Average coronal correction of the main thoracic curve was 58% in the anterior group and 59% in the posterior group (P = 0.92). Analysis of sagittal contour showed that the posterior systems failed to correct a preoperative hypokyphosis (sagittal T5 to T12 less than 20 degrees) in 60% of cases, whereas 81% were normal postoperatively in the anterior group. However, hyperkyphosis (sagittal T5 to T12 greater than 40 degrees) occurred after surgery in 40% of the anterior group when the preoperative kyphosis was greater than 20 degrees. Postoperative coronal balance was equal in both groups. An average of 2.5 (range, 0-6) distal fusion levels were saved using the anterior spinal instrumentation according to the criteria used for determining posterior fusion levels in this study. Selective fusion of the thoracic curve (distal fusion level T11, T12, L1) was performed in 76 of 78 patients (97%) in the anterior group as compared with only 18 of 100 (18%) in the posterior group. Surgically confirmed pseudarthrosis occurred in 4 of 78 patients (5%) in the anterior group and in 1 of 100 patients (1%) in the posterior group (P = 0.10). Loss of correction greater than 10 degrees occurred in 18 of 78 patients (23%) in the anterior group and in 12 of 100 patients (12%) in the posterior group (P = 0.01). Implant breakage occurred in 24 patients (31%) of the anterior group and in only 1 patient (1%) of the posterior group.
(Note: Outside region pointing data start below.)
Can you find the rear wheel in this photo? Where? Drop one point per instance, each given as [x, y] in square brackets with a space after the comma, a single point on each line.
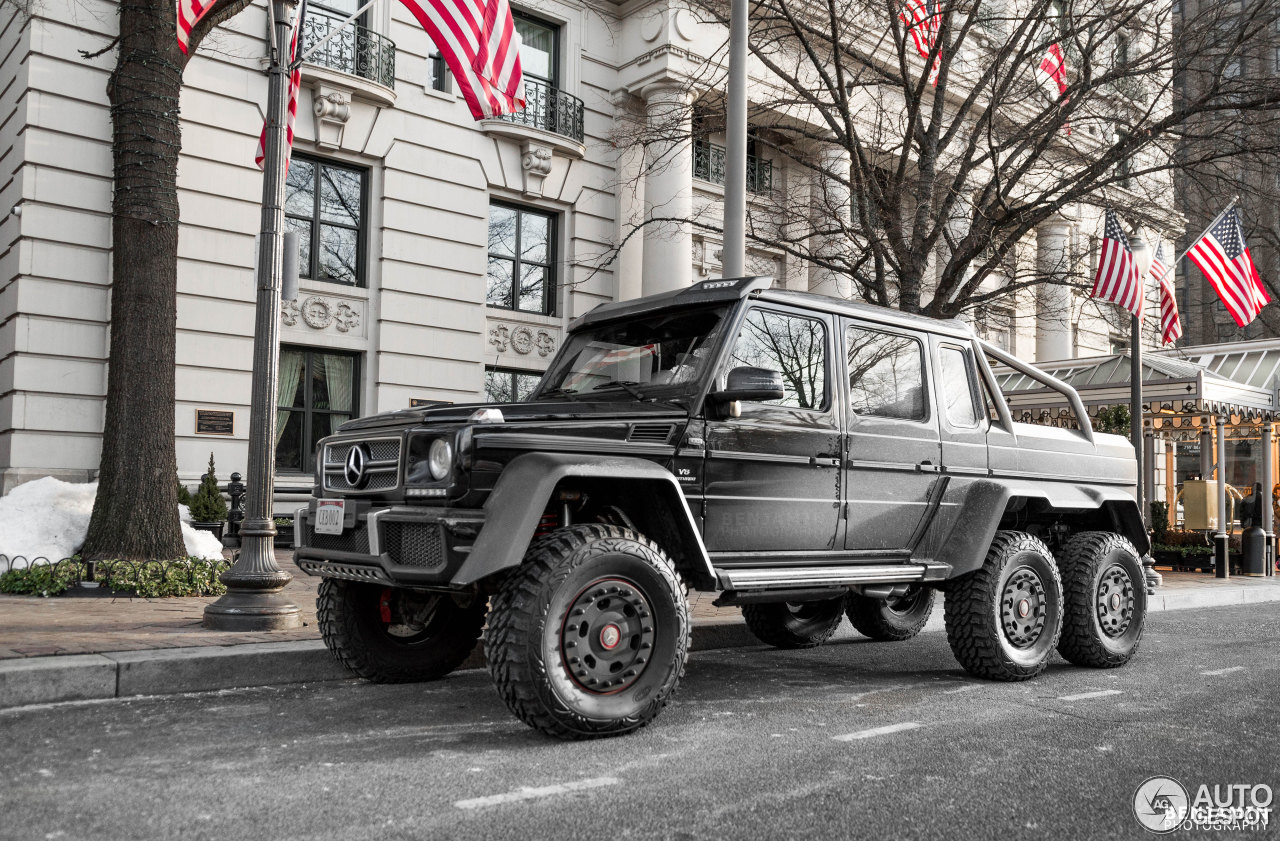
[1004, 618]
[794, 625]
[1106, 600]
[894, 618]
[589, 636]
[393, 635]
这是一项针对两组接受胸椎特发性脊柱侧弯治疗患者的前瞻性研究(一组接受前路器械固定,另一组接受后路器械固定)。
呈现一项前瞻性多中心研究的术后2年结果,该研究比较了前路器械固定与后路多节段钩形器械固定在矫正青少年胸椎特发性脊柱侧弯中的应用。
尽管有报道称结果令人满意,但后路系统也存在一些问题,包括术后腰椎曲线恶化以及未能矫正后凸不足。理论上,前路器械固定的优点包括通过缩短胸弯凸侧来预防腰椎曲线失代偿。此外,通过切除椎间盘,可以更好地矫正胸椎后凸不足。
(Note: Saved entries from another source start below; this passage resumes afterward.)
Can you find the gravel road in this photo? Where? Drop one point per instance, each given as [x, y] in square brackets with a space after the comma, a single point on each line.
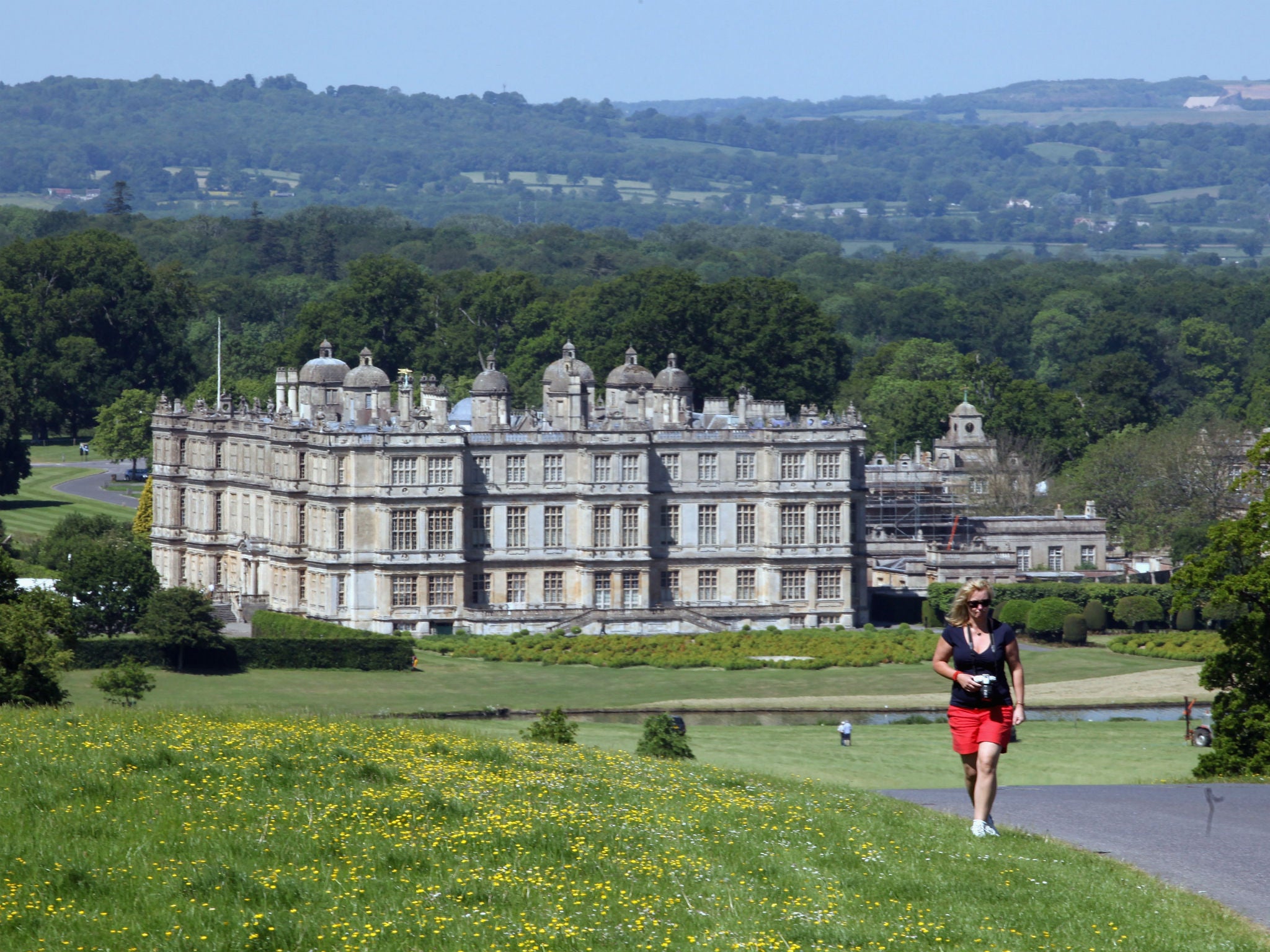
[1208, 838]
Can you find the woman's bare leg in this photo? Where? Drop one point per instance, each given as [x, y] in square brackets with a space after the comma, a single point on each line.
[986, 780]
[968, 764]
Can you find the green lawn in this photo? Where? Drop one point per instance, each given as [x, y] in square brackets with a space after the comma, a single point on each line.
[63, 450]
[468, 684]
[37, 507]
[920, 756]
[161, 831]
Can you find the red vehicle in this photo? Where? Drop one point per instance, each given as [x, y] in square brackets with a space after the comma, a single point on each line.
[1201, 736]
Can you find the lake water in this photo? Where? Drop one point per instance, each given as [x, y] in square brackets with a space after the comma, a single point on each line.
[776, 719]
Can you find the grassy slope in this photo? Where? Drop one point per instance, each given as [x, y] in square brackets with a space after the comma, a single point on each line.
[921, 757]
[197, 833]
[465, 684]
[37, 507]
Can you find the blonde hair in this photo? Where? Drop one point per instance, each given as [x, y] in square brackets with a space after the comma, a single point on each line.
[959, 614]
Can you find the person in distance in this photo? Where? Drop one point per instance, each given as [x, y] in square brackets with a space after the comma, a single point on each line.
[974, 653]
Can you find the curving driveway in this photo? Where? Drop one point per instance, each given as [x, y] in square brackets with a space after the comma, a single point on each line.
[1207, 838]
[93, 487]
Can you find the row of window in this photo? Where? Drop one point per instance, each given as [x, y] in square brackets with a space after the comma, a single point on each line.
[827, 530]
[1023, 558]
[610, 527]
[610, 589]
[443, 470]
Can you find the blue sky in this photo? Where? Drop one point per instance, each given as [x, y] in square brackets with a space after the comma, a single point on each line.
[631, 50]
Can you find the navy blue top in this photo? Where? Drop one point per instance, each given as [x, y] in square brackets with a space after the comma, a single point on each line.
[991, 662]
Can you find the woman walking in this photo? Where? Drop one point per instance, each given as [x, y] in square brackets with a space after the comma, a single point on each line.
[982, 711]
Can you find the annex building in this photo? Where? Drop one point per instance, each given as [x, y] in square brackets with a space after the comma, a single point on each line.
[381, 506]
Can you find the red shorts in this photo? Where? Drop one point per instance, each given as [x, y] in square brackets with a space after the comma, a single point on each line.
[975, 725]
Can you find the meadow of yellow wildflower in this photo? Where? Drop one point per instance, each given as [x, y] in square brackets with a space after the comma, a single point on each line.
[133, 832]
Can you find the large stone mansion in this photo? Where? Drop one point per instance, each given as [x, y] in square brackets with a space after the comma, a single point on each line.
[381, 506]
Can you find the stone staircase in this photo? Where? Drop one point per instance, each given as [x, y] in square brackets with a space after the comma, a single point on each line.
[224, 611]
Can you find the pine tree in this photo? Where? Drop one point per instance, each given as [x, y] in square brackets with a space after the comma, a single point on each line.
[145, 517]
[118, 201]
[660, 739]
[323, 260]
[254, 226]
[551, 728]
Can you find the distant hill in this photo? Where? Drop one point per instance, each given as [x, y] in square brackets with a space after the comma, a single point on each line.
[868, 168]
[1033, 95]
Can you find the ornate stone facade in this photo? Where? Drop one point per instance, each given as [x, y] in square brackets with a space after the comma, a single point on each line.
[384, 508]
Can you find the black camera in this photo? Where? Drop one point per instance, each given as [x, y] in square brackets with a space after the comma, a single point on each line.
[985, 682]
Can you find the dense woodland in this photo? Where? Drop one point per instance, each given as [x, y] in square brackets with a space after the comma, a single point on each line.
[590, 164]
[1108, 375]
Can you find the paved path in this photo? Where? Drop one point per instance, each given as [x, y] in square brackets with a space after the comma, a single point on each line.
[1212, 839]
[94, 487]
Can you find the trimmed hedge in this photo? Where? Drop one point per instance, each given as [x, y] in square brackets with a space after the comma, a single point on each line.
[102, 653]
[1075, 630]
[941, 593]
[1095, 616]
[1047, 616]
[374, 653]
[730, 650]
[1014, 614]
[277, 625]
[1135, 610]
[1179, 646]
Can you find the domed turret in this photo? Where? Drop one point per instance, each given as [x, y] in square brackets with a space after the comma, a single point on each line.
[966, 444]
[556, 379]
[568, 391]
[324, 369]
[491, 380]
[672, 377]
[491, 398]
[630, 375]
[672, 395]
[366, 392]
[366, 374]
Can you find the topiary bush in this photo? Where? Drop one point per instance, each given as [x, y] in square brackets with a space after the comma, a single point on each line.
[930, 617]
[660, 739]
[1181, 646]
[1014, 614]
[1047, 616]
[277, 625]
[551, 728]
[1133, 611]
[1075, 628]
[1095, 616]
[125, 682]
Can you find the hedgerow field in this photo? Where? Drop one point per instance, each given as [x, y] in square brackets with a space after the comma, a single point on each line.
[733, 650]
[148, 833]
[1179, 645]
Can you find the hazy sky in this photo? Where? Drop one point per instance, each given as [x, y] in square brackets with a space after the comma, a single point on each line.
[631, 50]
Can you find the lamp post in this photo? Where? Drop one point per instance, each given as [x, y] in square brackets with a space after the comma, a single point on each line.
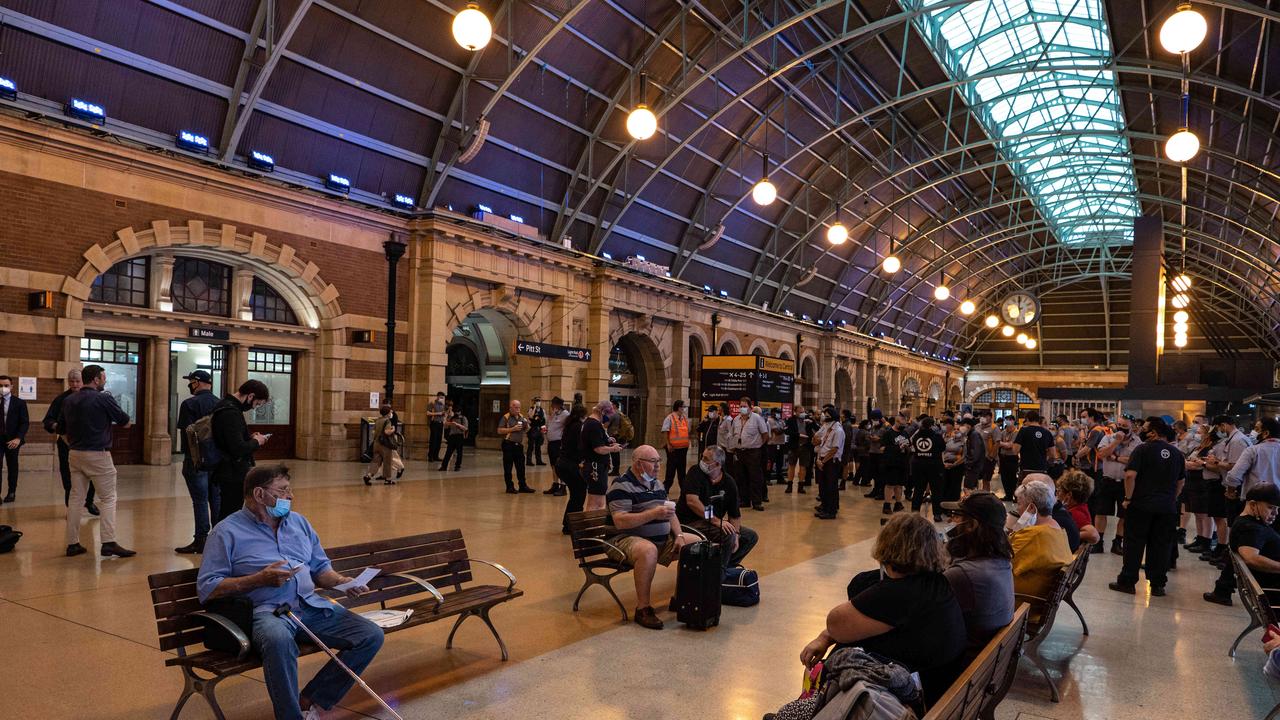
[394, 249]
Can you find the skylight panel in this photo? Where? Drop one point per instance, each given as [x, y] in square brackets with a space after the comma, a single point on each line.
[1034, 74]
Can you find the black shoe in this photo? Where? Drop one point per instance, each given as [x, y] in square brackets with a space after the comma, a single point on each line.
[1217, 598]
[110, 548]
分析了78例行前路脊柱融合术并使用柔性螺纹杆和螺母(Harms-MOSS器械,De Puy-Motech-Acromed,俄亥俄州克利夫兰)的患者,并与100例行后路脊柱融合术并使用多节段钩形系统的患者进行比较。比较参数包括冠状面和矢状面矫正、平衡、远端腰椎融合节段以及并发症。所有患者均患有King II至V型特发性胸弯。每组患者手术时的平均年龄为14岁,术前平均弯曲度为57度,所有患者的最短随访时间为24个月。所有数据均前瞻性收集,并通过Epl进行统计分析(美国疾病控制中心,佐治亚州亚特兰大)。
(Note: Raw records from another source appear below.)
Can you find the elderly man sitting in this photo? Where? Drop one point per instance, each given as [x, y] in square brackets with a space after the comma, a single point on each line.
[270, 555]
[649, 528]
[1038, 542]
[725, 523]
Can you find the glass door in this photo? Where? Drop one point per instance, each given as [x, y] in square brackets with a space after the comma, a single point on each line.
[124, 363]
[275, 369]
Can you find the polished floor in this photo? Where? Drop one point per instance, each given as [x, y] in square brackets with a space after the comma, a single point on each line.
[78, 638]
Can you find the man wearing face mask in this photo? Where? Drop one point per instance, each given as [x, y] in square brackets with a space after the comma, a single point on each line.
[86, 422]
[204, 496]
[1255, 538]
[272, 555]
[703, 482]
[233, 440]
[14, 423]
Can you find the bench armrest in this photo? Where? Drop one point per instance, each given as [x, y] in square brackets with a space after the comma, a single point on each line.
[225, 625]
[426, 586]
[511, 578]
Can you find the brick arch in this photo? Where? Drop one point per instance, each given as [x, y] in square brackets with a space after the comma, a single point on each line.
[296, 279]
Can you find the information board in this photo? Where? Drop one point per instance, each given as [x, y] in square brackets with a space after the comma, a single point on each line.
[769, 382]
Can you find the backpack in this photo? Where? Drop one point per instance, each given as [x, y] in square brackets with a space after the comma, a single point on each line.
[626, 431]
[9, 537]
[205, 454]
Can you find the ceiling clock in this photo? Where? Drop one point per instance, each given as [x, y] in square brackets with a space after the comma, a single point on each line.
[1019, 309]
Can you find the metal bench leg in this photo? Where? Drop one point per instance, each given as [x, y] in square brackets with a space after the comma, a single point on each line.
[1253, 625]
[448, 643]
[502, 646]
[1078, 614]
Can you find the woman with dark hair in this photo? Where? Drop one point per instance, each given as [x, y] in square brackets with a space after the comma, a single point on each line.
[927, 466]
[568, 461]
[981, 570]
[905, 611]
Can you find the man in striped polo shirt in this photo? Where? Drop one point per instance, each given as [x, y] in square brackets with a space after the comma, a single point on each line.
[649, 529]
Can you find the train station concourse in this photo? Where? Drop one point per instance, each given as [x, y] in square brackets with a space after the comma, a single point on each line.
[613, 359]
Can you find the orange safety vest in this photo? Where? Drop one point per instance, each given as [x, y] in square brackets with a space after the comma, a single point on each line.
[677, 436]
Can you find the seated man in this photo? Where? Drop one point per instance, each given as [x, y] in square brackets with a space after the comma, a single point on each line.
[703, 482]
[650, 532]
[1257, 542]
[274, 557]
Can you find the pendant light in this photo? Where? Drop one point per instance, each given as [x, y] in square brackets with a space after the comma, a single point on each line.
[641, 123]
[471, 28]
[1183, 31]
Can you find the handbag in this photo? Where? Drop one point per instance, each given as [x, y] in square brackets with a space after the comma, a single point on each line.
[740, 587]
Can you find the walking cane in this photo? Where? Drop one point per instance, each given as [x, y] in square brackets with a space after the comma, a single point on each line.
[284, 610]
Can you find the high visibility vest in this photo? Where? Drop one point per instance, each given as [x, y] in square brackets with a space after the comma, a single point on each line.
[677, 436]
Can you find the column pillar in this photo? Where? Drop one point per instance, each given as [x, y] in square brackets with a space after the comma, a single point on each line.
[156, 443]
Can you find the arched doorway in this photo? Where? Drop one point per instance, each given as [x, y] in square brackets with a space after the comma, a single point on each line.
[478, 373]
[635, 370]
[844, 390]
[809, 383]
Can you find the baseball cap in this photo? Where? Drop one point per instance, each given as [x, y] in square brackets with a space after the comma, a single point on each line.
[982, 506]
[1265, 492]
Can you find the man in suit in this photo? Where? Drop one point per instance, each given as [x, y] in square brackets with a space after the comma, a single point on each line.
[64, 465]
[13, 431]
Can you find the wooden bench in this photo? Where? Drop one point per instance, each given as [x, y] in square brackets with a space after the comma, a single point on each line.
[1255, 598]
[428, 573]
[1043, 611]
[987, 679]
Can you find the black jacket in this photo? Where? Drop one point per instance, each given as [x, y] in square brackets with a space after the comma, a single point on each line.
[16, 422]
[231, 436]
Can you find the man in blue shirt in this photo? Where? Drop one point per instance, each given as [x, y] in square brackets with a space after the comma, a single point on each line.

前路组主胸弯的平均冠状面矫正率为58%,后路组为59%(P = 0.92)。矢状面轮廓分析显示,后路系统在60%的病例中未能矫正术前的后凸不足(矢状面T5至T12小于20度),而前路组术后81%的患者矢状面正常。然而,当术前后凸大于20度时,前路组40%的患者术后出现了后凸过大(矢状面T5至T12大于40度)。两组术后冠状面平衡相同。根据本研究中确定后路融合节段的标准,使用前路脊柱器械固定平均可节省2.5个(范围为0至6个)远端融合节段。前路组78例患者中有76例(97%)进行了胸弯的选择性融合(远端融合节段为T11、T12、L1),而后路组100例患者中只有18例(18%)进行了同样的融合。手术证实的假关节形成在前路组78例患者中有4例(5%),后路组100例患者中有1例(1%)(P = 0.10)。矫正丢失大于10度在前路组78例患者中有l8例(23%),后路组100例患者中有12例(12%)(P = 0.01)。前路组有24例患者(31%)发生了植入物断裂,而后路组只有1例患者(1%)发生了植入物断裂。
1)尽管前路组大多数曲线(97%)融合至L1或更短节段,而后路组只有18%融合至L1或更短节段,但前后路两组的冠状面矫正和平衡相同。2)在前路组中,术前后凸不足小于20度的患者矢状面轮廓矫正更好。然而,术前后凸大于20度的患者中,前路组40%出现了后凸过大(平均为54度)。3)根据本研究中选择后路融合节段的标准,前路融合和器械固定平均可节省2.5个腰椎节段。4)在本研究中使用3.2毫米柔性杆时,矫正丢失、假关节形成和杆断裂的发生率高得令人无法接受。